I stop at what the Institute represents.  It would be easy to attack the idea of the Presencing Institute; the website drowns in what I consider shallow self-help jargon, and the pictures in the Huffington Post blog involve people standing on chairs or a large group sitting with their eyes closed, which when mixed with hype and buzz can convey a very negative view of New Age as mysticism.  But presencing itself is not one of these negotiated terms; the word has a philosophical basis with Martin Heidegger, and while the institute’s co-founders do not advertise this in the About section of the institute, a cursory search of other materials show a grounding in daesin philosophy.  There is a great effort from the Presencing Institute to link its validity to the giants of thought in various cultures and eras.  Calling it a cult based on a blog in the Huffington Post feeds the same inauthenticity that frustrates so many EdTech academics about the corporate influence in the field today.

Schramer presents MOOC 4.0 as the synthesis of the MOOC movement, that how he sees social constructivist learning is the MOOC apotheosis; it is not just that we are on the path of progress, but the final stop is MOOC 4.0 and presencing.  I have argued the path of progress is one of the greatest obstacles facing educational technology today; there is no path to progress, and assuming one exists only feeds the dominant paradigm.

MOOC 4.0 is in contrast to Jesse Stommel’s discussion of his experience teaching a Coursera MOOC  (also published this week) which posits the MOOC journey as one not on a singular path of progress but rather multivariate paths where the journey is the destination:

I have designed half a dozen cMOOCs.  I love them all…but I find myself wanting to kill all of my darlings. And not just in the name of experimentation. But because killing our darlings is at the root of pedagogy. Never do the same thing twice, because the same thing twice is already rotten. We learn from every one of our successes and mistakes, and we encounter each learner and each learning environment anew.

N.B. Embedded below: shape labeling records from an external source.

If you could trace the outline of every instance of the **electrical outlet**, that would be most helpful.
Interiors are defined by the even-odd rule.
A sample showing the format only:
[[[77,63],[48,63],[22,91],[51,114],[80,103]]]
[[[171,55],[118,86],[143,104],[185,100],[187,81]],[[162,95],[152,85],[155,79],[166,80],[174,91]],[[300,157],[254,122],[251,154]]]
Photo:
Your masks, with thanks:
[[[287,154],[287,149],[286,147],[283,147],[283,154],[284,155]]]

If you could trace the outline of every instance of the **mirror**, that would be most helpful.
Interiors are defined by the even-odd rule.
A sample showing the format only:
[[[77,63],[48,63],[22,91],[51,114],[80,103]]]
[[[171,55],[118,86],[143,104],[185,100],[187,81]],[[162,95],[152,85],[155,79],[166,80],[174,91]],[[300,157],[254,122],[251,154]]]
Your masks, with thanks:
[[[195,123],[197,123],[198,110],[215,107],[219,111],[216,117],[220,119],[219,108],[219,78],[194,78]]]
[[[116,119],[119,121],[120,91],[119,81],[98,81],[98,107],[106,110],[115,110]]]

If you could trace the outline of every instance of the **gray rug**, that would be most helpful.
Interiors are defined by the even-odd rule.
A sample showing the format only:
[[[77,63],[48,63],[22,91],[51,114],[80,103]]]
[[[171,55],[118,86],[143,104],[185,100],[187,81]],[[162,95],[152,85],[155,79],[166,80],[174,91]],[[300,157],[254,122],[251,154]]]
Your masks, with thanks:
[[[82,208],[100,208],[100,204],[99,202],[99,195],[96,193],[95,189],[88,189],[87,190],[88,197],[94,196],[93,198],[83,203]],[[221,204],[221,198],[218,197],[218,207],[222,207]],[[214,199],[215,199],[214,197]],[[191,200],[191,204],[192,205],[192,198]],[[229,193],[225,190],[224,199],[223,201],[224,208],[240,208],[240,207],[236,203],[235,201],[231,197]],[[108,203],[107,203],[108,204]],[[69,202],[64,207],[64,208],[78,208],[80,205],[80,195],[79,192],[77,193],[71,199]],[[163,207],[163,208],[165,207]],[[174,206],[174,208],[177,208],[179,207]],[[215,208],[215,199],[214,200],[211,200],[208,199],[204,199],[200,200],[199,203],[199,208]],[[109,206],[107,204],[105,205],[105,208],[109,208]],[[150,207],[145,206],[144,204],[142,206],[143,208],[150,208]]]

I am not going to say this is the lens from which everyone should look at MOOCs – a constant evolution not bound by a facsimile path of progress but rather by the localized and networked needs of the learners as group and individual.  But Stommel’s piece recognizes there is a dominant interpretation of what a MOOC is, he negotiates terms, he provides his own resistance grounded in theory and defined by pillars of what academic educational technology finds important, and he presents in a way that will have access and resonance for that subculture and beyond.  It would be easy for a MOOC that (among other things) resists the Subject Expert for subject experts to call itself MOOC 5.0, pretend to have invented this approach, get ungrounded press and pub in trade periodicals and media mags, and add more meaninglessness to a topic supposedly meaningful.  Rather, by sacrificing pizazz Stommel has provided an alternative lens, one that does not believe in the sanctity of EdTech as academic nor as commercial but rather as diffuse and delicate.

MOOC version numbers are one of the many frustrations of the MOOC model phenomenon.  We should highlight the absurdity of versioning a sociocultural phenomenon and point to what they advertise as new as a lack of history, theory and politic that actually supports a dominant paradigm history, theory and politic.  When we stop there, however, we have only furthered the dominant version of the MOOC, cast alternatives as victims, and created a battleground where there is no battle being fought.  MOOC progress as described by version numbers is but a continuation of a longstanding dominant viewpoint of education, today handled by EdTech corporations but being ingrained in the fabric of educational sociology since Marx, Weber and Durkheim engaged the field.  It is not about winning or fighting.  It is about producing, experimenting, designing, playing, situating and localizing.